Summary: As a Christian working in disability ministry, I’ve discovered profound connections between Psalm 82, Jesus’s mission, and our call to justice. This psalm reveals how God is reclaiming his inheritance – including people with disabilities – from rebellious spiritual authorities. Understanding this empowers us to engage in both evangelism and social transformation through the church.

By Chris Masiscoming*

Psalm 82 (ESV) reads:

God has taken his place in the divine council;
in the midst of the gods he holds judgment: 
“How long will you judge unjustly and show partiality to the wicked? [Selah]
Give justice to the weak and the fatherless; 
maintain the right of the afflicted and the destitute.
Rescue the weak and the needy;
deliver them from the hand of the wicked.”

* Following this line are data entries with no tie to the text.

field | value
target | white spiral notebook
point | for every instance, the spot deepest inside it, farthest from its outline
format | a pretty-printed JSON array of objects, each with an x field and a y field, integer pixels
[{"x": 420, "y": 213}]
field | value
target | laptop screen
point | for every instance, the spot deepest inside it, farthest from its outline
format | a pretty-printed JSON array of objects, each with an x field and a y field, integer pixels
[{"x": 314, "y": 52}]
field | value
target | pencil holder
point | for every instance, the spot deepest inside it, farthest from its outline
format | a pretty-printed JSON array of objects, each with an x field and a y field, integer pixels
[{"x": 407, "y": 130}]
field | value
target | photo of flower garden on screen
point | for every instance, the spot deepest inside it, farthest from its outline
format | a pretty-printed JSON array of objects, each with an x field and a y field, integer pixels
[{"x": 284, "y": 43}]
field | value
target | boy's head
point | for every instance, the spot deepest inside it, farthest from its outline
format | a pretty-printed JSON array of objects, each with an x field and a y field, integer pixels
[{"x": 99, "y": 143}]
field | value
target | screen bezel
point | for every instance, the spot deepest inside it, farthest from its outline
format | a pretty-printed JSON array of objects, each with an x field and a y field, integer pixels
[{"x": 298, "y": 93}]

They have neither knowledge nor understanding,
they walk about in darkness;
all the foundations of the earth are shaken.
I said, “You are gods, sons of the Most High, all of you;
nevertheless, like men you shall die, and fall like any prince.”

Arise, O God, judge the earth;
for you shall inherit all the nations!

I have never given Psalm 82 much thought during my Christian life. For me, it was relegated to an odd cluster of Bible passages that seemed mysterious and unintelligible – maybe best for me to not pay it much attention. At the same time, I have wrestled during my years of cross-cultural vocational ministry to make sense of the Christian callings to “do justly” and “make disciples of all nations.”

My professional role in the US before moving overseas and my most public role in North Africa, has been to support people with disabilities and to try to overcome issues of injustice that prevent them from being included in society. I am also sent out by an organization which is singularly focused on seeing movements of churches planted among unreached people groups.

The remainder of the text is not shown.